Non importa sapere se il destino finale di Giuda sia stato di salvezza o di perdizione. Sono affari del Signore: l’unico capace di accogliere fino in fondo il mistero della libertà umana e di comporne le scelte, anche le più assurde, nell’oceano della sua misericordia. A noi tocca solo entrare nella logica del servizio, di fronte alla quale non esiste ambiguità di calcagni che possa legittimare il rifiuto o la discriminazione.

Carissimi fratelli, se Giuda è il simbolo di chi nella vita ha sbagliato in modo pesante, il gesto di Cristo curvo sui suoi piedi ci richiama a rivedere giudizi e comportamenti nei riguardi di coloro che secondo gli schemi mentali sono finiti sui binari morti di una esistenza fallimentare. Di chi è finito fuori strada per colpa propria o per malizia altrui. Di chi ha calpestato i sentimenti più puri. Di chi ha ripagato la tenerezza con l’ingratitudine. Di chi ha deviato dalle rotte della fedeltà promessa. Di chi ha infranto le regole di una amicizia giurata. Di chi ha spezzato i legami di una comunione antica. Di chi non ce l’ha fatta a seguire Gesù fino al calvario. Di chi dai chiarori del cenacolo è precipitato nella notte della strada. Di chi non ha avuto fortuna ed ha abdicato per debolezza o per ingenuità ai progetti della gioventù. Sui piedi di questi fratelli col divieto assoluto di sollevare lo sguardo al di sopra dei loro polpacci, noi, i protagonisti di tradimento, abbiamo l’obbligo di versare l’acqua tiepida della preghiera, dell’accoglienza e dell’accredito generoso di mille possibilità di ravvedimento. Lavare e asciugare i piedi di Andrea che se n’è andato con un’altra donna, lasciando moglie e figli senza far sapere più nulla e ora è disperato. Lavare e asciugare i piedi di Marisa che ha smesso di studiare, è scappata di casa, si buca sistematicamente, si è ammalata di AIDS ed ha prostrato la famiglia nella vergogna.

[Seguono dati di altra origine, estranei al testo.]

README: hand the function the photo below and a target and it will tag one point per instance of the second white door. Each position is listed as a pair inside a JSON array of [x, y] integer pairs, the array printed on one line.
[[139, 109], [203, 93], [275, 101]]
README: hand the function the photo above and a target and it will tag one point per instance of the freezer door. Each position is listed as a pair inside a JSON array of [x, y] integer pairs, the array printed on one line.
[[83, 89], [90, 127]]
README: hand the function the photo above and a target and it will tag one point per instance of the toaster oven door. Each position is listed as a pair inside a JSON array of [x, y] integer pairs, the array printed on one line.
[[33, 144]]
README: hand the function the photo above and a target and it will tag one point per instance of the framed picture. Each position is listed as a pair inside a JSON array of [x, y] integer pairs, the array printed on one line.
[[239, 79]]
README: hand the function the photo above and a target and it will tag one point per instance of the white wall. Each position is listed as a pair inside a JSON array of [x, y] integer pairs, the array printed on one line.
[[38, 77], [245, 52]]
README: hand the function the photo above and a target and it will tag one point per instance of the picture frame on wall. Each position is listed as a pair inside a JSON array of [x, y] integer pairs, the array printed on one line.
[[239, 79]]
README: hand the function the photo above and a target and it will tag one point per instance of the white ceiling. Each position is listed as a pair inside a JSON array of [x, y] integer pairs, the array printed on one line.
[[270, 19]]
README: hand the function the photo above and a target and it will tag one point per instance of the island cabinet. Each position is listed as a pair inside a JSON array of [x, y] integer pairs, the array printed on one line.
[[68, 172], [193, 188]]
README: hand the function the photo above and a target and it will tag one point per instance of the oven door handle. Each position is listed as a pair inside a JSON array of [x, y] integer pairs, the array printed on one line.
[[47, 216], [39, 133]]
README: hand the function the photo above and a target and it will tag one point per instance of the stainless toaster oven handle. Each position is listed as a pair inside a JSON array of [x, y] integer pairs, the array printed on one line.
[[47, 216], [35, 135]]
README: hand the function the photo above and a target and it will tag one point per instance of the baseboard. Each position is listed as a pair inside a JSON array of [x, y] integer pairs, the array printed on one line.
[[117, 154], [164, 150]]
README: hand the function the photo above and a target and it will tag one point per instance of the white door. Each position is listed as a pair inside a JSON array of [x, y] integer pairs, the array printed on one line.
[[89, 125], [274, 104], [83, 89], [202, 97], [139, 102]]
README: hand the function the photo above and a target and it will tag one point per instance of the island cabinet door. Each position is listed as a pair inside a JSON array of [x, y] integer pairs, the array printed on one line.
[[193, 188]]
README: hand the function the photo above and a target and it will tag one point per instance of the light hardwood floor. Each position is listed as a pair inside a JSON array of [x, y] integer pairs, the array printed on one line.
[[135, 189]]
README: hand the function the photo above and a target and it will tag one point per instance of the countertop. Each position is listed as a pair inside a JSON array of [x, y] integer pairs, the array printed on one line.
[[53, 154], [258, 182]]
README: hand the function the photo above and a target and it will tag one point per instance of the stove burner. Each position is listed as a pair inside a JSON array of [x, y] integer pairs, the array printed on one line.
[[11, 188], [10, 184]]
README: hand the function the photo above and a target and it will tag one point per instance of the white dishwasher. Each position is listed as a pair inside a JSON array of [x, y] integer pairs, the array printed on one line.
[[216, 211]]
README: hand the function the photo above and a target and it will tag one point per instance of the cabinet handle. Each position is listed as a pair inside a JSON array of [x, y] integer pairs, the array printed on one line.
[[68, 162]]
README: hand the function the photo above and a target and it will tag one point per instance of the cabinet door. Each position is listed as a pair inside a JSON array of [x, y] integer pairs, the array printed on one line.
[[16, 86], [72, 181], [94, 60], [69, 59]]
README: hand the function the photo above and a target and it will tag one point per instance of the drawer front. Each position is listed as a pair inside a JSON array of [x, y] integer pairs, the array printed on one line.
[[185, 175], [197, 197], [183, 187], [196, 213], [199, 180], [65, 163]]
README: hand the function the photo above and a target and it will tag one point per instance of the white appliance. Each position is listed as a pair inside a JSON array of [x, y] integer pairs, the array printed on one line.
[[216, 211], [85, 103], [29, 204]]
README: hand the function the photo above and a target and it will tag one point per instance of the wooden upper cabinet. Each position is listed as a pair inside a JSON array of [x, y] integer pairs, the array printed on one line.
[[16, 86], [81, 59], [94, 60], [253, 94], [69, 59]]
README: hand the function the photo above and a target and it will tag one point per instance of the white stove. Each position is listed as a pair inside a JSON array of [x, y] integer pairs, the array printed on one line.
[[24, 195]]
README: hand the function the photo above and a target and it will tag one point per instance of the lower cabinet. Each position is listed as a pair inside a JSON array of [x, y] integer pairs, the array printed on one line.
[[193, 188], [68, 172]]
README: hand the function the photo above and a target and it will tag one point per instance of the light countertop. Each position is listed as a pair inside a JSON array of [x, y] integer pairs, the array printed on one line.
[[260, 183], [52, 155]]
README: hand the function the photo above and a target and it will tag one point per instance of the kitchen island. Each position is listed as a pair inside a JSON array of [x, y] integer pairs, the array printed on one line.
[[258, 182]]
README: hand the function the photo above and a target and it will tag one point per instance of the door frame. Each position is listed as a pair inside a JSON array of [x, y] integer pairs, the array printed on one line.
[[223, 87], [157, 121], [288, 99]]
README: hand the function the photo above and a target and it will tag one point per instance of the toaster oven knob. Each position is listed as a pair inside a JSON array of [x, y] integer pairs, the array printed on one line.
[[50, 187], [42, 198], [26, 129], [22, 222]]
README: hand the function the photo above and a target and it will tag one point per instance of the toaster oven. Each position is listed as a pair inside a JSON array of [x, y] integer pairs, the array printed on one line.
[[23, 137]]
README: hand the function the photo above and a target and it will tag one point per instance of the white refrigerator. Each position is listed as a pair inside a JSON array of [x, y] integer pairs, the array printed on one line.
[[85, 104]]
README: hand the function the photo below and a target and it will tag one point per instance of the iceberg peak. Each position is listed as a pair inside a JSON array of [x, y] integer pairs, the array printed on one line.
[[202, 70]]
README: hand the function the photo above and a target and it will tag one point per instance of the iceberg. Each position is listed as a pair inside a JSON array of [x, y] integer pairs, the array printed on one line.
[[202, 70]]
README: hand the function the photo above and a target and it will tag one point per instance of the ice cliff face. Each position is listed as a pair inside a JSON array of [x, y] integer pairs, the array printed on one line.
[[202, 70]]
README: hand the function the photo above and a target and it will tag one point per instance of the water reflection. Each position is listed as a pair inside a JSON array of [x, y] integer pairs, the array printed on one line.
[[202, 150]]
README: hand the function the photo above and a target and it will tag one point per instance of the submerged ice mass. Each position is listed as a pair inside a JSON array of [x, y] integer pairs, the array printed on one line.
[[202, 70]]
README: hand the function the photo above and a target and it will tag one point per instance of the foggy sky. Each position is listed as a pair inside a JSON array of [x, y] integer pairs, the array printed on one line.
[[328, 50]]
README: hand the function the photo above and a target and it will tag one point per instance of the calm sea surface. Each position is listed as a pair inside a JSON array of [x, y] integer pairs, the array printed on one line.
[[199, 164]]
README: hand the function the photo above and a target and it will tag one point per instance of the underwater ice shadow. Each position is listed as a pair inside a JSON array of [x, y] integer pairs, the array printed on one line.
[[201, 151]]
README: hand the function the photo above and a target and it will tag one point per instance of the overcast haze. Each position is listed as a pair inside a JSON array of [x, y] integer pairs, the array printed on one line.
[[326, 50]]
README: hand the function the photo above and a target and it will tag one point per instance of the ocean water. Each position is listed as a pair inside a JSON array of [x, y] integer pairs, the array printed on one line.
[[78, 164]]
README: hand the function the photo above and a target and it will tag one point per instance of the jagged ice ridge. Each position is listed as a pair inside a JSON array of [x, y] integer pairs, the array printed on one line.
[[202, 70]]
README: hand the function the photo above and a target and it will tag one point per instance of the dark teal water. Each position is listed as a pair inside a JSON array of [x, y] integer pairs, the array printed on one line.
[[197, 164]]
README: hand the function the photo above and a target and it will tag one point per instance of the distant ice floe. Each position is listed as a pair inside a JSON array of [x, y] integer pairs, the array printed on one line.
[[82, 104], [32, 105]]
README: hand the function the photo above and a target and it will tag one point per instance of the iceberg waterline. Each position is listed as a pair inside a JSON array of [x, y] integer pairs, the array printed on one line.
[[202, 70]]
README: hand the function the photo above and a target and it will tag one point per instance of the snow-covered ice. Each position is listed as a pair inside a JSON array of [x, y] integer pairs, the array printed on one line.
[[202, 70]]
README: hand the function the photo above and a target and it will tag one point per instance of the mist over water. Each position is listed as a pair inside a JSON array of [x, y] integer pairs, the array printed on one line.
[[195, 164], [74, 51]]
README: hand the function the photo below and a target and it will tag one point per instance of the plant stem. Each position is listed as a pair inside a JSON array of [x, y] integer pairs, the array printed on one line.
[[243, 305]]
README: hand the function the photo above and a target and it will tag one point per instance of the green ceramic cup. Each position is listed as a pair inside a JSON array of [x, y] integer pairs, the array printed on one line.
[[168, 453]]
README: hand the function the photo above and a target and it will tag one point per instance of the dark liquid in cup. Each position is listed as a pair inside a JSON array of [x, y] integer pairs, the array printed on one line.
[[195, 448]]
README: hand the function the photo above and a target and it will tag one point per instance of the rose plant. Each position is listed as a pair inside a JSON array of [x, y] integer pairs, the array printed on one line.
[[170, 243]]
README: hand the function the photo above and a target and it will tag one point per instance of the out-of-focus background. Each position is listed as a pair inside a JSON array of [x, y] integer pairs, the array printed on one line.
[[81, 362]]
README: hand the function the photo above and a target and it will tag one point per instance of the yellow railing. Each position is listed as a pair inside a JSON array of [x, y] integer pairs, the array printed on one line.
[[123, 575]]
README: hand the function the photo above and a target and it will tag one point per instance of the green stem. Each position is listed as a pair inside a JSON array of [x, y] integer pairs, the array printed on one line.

Purificati da un lavacro di amore quei piedi non potranno fare a meno di orientarsi verso la casa del Padre. Ringraziamo il Signore, perché al cappio della disperazione che stringe la gola ci fa sostituire il cappio di un asciugamano che stringe i fianchi col nodo scorsoio della speranza.

Liberamente tratto da uno scritto di don Tonino Bello


Buona giornata a tutti :-)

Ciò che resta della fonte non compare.